Algunas tradiciones yorubas explican que no veneran a revenants (muertos vivos) porque, según postulan, todos habitamos el mismo mundo. Así como existe la idea de una conciencia que nos sobrevive, ¿cree que podría existir un inconsciente colectivo que nos vincula con los que ya no están en este mundo?

Efectivamente, nuestros muertos no son revenants (o fantasmas), viven en otra dimensión de la vida. Mis antepasados siguen ahí. Yo les hablo y ellos me hablan. Estoy en contacto con los antepasados que se quedaron en el continente africano –mi padre, mi madre, mis abuelos–. Pero, en realidad, es una muy buena pregunta, porque sí contacto con los que se fueron cruzando el mar solo cuando canto. Haciendo música me comunico directamente con ellos, pero no en la vida cotidiana.

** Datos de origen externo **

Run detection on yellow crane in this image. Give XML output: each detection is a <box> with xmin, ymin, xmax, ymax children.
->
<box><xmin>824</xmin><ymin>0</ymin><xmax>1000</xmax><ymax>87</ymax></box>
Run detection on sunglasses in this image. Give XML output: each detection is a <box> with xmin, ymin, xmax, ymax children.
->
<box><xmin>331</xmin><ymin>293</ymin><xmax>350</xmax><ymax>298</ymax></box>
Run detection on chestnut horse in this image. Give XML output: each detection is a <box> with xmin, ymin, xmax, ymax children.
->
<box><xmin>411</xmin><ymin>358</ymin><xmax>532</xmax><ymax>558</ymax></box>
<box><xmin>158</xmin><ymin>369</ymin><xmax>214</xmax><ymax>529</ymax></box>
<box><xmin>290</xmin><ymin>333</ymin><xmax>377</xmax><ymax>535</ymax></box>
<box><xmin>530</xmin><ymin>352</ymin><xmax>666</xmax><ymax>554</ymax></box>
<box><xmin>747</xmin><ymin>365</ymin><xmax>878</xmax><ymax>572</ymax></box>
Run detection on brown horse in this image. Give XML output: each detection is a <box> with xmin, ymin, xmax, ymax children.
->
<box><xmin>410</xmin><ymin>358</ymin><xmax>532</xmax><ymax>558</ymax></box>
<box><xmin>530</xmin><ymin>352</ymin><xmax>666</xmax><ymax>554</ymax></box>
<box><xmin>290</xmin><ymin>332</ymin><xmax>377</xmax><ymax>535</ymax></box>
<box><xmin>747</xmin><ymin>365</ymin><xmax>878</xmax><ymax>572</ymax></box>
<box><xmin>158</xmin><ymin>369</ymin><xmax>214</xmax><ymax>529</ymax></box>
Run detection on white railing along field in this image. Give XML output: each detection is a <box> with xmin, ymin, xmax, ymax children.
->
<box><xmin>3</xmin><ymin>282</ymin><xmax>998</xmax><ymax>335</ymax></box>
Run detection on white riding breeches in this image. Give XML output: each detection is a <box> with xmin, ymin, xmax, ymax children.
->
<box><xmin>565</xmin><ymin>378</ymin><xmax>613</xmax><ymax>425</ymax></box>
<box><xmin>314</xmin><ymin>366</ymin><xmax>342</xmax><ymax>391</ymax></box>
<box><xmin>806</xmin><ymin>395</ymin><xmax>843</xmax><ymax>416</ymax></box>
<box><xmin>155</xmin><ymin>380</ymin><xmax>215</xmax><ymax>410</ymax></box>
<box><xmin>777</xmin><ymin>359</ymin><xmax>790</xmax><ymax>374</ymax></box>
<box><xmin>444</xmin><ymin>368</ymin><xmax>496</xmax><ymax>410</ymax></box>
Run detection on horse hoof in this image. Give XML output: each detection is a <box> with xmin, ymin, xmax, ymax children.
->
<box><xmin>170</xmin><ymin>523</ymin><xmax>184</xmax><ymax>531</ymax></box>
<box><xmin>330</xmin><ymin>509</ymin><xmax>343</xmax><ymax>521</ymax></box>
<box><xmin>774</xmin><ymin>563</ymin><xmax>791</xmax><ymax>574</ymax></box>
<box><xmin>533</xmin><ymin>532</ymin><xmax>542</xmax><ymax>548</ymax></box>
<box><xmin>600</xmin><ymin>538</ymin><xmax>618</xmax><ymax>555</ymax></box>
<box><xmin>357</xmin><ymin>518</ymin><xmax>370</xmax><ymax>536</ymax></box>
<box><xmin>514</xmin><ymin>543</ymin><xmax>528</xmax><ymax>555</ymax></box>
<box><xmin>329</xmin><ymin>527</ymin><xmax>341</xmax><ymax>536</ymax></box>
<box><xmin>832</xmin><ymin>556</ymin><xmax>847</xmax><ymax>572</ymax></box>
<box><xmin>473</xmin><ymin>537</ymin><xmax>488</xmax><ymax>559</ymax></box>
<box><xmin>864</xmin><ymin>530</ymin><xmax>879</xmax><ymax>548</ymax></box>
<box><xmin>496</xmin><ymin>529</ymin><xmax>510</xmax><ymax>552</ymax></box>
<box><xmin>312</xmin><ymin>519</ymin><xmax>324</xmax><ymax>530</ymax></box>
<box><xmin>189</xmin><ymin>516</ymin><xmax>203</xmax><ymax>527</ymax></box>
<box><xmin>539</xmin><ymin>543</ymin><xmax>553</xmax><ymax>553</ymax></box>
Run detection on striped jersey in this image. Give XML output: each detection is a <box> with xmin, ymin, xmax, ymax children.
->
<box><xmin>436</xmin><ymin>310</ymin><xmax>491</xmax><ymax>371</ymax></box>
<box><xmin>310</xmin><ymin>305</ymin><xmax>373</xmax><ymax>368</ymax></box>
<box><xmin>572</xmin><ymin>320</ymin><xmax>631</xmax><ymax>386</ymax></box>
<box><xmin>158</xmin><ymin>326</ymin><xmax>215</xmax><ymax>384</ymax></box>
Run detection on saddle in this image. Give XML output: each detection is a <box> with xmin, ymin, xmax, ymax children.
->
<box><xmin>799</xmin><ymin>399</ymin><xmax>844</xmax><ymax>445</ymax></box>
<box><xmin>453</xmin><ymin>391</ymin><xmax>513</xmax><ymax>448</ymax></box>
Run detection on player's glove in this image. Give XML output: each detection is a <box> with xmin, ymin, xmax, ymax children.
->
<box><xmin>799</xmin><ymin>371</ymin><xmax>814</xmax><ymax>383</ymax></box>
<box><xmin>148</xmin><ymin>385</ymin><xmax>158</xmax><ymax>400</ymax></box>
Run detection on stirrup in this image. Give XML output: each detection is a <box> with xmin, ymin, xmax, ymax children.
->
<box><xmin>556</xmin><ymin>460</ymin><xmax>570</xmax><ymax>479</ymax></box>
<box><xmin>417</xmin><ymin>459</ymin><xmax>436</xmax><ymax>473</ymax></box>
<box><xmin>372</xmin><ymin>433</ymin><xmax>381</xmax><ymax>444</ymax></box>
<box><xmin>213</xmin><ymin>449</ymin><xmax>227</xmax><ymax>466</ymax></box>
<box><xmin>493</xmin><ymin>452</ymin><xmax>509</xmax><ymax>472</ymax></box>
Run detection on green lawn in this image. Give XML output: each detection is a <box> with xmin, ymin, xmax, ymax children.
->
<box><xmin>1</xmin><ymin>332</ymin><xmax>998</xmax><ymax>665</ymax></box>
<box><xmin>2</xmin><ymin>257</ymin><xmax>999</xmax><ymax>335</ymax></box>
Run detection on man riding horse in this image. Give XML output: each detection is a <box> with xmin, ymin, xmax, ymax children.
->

¿Sobre qué temas compone? 

Sobre la vida y la muerte. Una de las últimas canciones que escribí fue sobre la muerte de mi madre. Pero también escribo sobre la lucha que debemos librar como africanos, para liberarnos, antes que nada, de nosotros mismos, de nuestra mente. Me refiero a saber distinguir, por ejemplo, entre lo que hemos aprendido de Occidente –el idioma, la forma de pensar e, incluso, la forma de escribir música– y lo que realmente proviene de nuestras raíces. Es algo que practico y cada vez me acerco más a mis raíces.   




Cuestión de vínculos

¿Hay raíces comunes entre el gnawa marroquí y el góspel afroamericano? Sin dudar, en la respuesta deberíamos mencionar las restricciones a las que fueron sometidas las personas esclavizadas en África y América, vinculadas con la profusa percusión hecha de metales –un día fueron cadenas– y palmas –la posibilidad de hacer sonar el propio cuerpo para acompañar la voz–. Aunque hay distancias armónicas y melódicas notables a explorar. Con todo, ¿es posible la fusión? Sí, contestaría con entusiasmo cualquier músico camerunés o magrebí. 

De ahí surge la residencia musical Sur les traces des origines (‘Tras las huellas de los orígenes’), un programa plurianual que, entre el 17 y el 24 de abril de 2026, celebrará su tercera edición –con la dirección artística de Emmanuel Pi Djob–. Esta vez, las sesiones de formación e intercambio se dedicarán al gnawa y el góspel, dos expresiones de herencia africana portadoras de una indiscutible dimensión espiritual y la energía colectiva de la fraternidad. El objetivo es la creación de un espacio didáctico y la puesta en valor del patrimonio inmaterial, precisamente en un territorio como el del Drâa-Tafilet, en Marruecos, una zona mestiza que, desde tiempos lejanos, ha sido el paisaje ineludible de los mercados que abrían las caravanas, en ruta entre el norte de África y la región subsahariana.